2 weeks to a lifetime

I finally got round to watching the highly anticipated silver screen presentation of Sex And The City, and am delighted to report that there were no disappointments. The scenes of New York, aerial views of Central Park, the Brooklyn Bridge, neighbourhoods in The Village are still and always will be magical. I reckon this is one of those chick-flicks that every single female,be them single, married, divorced, jilted, in the perfect relationship would be able to identify with. I say this with the greatest of confidence because the resounding theme throughout the movie was the on-going, lifelong search for that elusive phenomenon called LOVE, which brings me to my next point....

Love..... everybody wants to fall in love! Everybody wants to belong to someone else...to have their life mean something to someone else. But nothing is ever easy or simple with this thing called love. It isn't like the fairy tales.... or then again may be it is, the only difference is that in Cinderella and Snow White, we never hear of what happens after Prince Charming rescues the damsel in distress and kisses her as they ride off into the setting sun. Would our lives feel less lived in, less tangible, if we never found true love??

Love... they say it conquers all. John Lennon sang that "Love is All You Need". I used to believe that with all of my heart, but as the years glide by and I watch so many friends break up and break down, many not for the lack of love... I am beginning to question that ideal.
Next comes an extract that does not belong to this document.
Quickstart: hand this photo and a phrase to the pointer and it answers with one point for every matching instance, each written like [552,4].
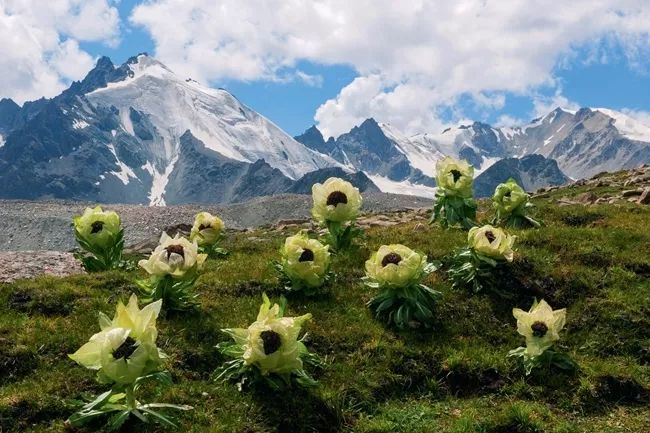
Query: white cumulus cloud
[413,58]
[40,49]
Is love really enough??? Why is it that so many a time, people find the love of their lives, their soul mates.... but always end up having to say goodbye to it and inevitably end up settling for the next best thing???
I wish it were simple.

Love... it is a funny thing......I hope you all experience great love in your lives... you know, the stuff movies are made of.I hope you'll make a connection so imperfectly perfect with that one other person on this earth that it takes your breath away.
Maybe it lasts a day, 2 weeks....(and for the lucky ones, a lifetime).... but you would have had that euphoric flight, and it will always be apart of you... until the end of time.

Friday, June 27, 2008

Grey's gift

Tonight I recall a long and drawn out conversation once had a long time ago with a friend.A conversation that contrasted in opinions and beliefs.... one that did not draw resolve,only an amicable agreement to disagree.
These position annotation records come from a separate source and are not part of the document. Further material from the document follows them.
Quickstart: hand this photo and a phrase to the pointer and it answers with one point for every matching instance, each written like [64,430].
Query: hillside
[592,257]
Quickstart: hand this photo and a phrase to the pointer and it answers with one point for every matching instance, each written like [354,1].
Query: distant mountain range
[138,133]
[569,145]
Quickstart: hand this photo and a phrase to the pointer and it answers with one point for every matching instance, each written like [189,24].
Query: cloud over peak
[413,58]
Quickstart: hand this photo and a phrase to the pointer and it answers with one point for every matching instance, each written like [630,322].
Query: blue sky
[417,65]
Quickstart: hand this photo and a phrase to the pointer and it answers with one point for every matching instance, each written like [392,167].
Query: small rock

Tonight, I remember one particular conflict-
He said: "There are NO such things as closed chapters!!
She said:"There has to be some form of closure to everything, where matters/feelings are neatly put away in a little box,kept shut!
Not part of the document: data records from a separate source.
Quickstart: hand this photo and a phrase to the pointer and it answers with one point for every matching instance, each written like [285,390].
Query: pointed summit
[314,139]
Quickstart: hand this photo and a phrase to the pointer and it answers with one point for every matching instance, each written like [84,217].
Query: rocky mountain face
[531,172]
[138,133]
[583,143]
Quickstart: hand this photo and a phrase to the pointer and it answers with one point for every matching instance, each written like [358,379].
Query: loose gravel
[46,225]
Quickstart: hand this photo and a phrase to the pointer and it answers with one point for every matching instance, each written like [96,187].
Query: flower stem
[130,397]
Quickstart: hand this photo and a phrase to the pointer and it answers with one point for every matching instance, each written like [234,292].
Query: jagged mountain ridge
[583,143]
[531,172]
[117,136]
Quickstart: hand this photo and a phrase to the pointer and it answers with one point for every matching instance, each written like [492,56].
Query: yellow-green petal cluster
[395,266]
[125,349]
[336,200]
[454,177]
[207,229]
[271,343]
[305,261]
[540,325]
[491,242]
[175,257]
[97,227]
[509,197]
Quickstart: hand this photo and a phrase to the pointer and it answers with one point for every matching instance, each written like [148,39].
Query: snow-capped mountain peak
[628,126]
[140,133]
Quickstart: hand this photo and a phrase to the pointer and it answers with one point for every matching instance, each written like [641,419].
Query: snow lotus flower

Alas! How ignorant and naive was I!!!

Tonight,as recent happenings of 2 weeks past trigger recollection of a particular thread in the tapestry of my life,one that spans the length of 10 years, I am slapped in the face by the stark fact that there are some chapters that can never be closed and that there are certain facets of life that will NEVER be simple, or neat, or just black and white.
...and for an individual who HATES THAT COLOUR,and doesn't know how to deal with the greyness in between, the slaps are on repeat!

With all that said however, I have to sheepishly admit (to resounding echoes of "I told you so"),that sometimes GREY IS GREAT!
Grey gave 2 people a chance at something pretty sweet and amazing. Something that was thought to have been lost forever, lost many years ago, amidst silence and fear. Don't get me wrong, I am still trying to find my footing as I tread this new ground.
Its scary as fuck, it has it's thrills,its lovely... its a bittersweet limbo that I find myself suspended in.

Grey can never be understood, or boxed into a definition, or cerebralized (if that's even a word). She plays an unfair game, where we will never be able to touch her, but she has us all wrapped around her finger. She is witch, angel, reality and fantasy. She force feeds us hope and faith, because lets face it, without that, we'd all drown!

For now, I am eternally grateful to Grey for her gift of possibility....a possibility that exploded into the perfect reality!

Wednesday, June 25, 2008

until sunrise

It is 2 in the AM, closing time, and she has lost most of her games of pool.... in style I might add, although there maybe parties who beg to differ.
They lay the cue sticks and the banter to rest, and head home.... only instead of home, life has other plans for 2 friends who are trying to make up for lost time.
In the early hours of the morning, a conversation that beheld many more conversations ensued.... atop the bonnet of a car, under the blanket of a cloudless sky, whose stars were drowned out by the scattered street lights of the neighbourhood.

Such conversations that pierced through the superficial were known to occur from time to time throughout the years, but this time round, it hit bone!

Its now 5.30, the sky is slowing waking up to another day, and heavy eyes yearning to escape into the solace of sleep force temporary goodbyes.

Moments like these come by only every so often, like Haley's comet... and even though there is a very real possibility that it may never happen again, what does it really matter?!

She was there, she lived that moment... all the way till sunrise!